ATP competitive protein kinase C inhibitors demonstrate distinct state-dependent inhibition

• Published in: PloS one Vol. 6; no. 10; p. e26338
• Main Authors: Smith, Ida M, Hoshi, Naoto
• Format: Journal Article
• Language: English
• Published: United States Public Library of Science 17.10.2011; Public Library of Science (PLoS)

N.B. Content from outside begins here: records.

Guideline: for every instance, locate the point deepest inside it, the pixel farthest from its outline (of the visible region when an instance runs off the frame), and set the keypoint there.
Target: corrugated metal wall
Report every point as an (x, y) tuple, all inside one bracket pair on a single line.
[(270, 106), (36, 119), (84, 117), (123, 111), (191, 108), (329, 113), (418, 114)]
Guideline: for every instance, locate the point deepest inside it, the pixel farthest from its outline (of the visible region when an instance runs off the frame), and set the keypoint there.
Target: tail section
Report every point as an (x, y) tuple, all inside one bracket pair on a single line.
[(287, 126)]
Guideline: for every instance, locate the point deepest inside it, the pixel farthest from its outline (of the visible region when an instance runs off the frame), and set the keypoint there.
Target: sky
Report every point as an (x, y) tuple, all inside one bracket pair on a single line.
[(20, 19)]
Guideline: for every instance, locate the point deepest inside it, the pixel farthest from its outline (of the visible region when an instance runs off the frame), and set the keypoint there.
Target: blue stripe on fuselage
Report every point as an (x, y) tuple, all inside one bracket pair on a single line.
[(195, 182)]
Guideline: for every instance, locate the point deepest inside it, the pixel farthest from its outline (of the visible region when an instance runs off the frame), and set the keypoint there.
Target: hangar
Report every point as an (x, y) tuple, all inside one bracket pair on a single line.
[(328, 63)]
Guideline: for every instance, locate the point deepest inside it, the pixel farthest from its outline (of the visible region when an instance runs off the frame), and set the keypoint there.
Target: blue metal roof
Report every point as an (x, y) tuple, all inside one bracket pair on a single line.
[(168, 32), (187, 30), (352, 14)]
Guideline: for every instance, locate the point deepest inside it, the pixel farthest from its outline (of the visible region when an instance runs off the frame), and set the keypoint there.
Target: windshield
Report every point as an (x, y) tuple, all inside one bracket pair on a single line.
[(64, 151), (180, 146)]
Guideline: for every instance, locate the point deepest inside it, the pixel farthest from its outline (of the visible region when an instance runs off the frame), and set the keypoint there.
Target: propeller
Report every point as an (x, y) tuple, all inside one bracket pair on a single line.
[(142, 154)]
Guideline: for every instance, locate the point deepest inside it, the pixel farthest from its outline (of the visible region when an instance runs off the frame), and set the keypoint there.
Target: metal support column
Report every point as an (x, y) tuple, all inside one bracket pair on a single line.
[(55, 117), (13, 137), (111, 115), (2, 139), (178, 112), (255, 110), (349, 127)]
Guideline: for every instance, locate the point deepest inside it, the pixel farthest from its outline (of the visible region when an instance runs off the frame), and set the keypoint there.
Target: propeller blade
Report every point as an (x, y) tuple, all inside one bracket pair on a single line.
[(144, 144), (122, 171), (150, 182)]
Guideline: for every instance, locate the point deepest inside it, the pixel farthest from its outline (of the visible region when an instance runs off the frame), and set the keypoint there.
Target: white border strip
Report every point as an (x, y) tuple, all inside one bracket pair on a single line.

• Subjects: Activation; Adenosine Triphosphate - metabolism; Animals; ATP; Binding, Competitive; Biology; Bisindolylmaleimide I; Competition; Deactivation; Enzymes; Humans; Indoles; Inhibitors; Kinases; Kinetics; Maleimides; Peptides; Phosphatase; Phosphorylation; Protein Conformation; Protein kinase C; Protein Kinase C - antagonists & inhibitors; Protein Kinase Inhibitors - pharmacology; Protein kinases; Protein Stability; Proteins; Translocation; California
• ISSN: 1932-6203; 1932-6203
• DOI: 10.1371/journal.pone.0026338

We previously reported that some ATP competitive protein kinase C (PKC) inhibitors are either competitive or uncompetitive inhibitors with respect to substrate peptides. In this report, we demonstrate how the interactions between PKC and inhibitors change PKC activation kinetics. A substrate competitive inhibitor, bisindolylmaleimide I, targets activated PKC and stabilizes PKC in the activated conformation. This leads to transient activation and prolonged deactivation of PKC in the presence of bisindolylmaleimide I. In contrast, an uncompetitive substrate inhibitor, bisindolylmaleimide IV, targets quiescent PKC and stabilizes PKC in the quiescent conformation, which generates slower activation and suppressed translocation upon activation of PKC.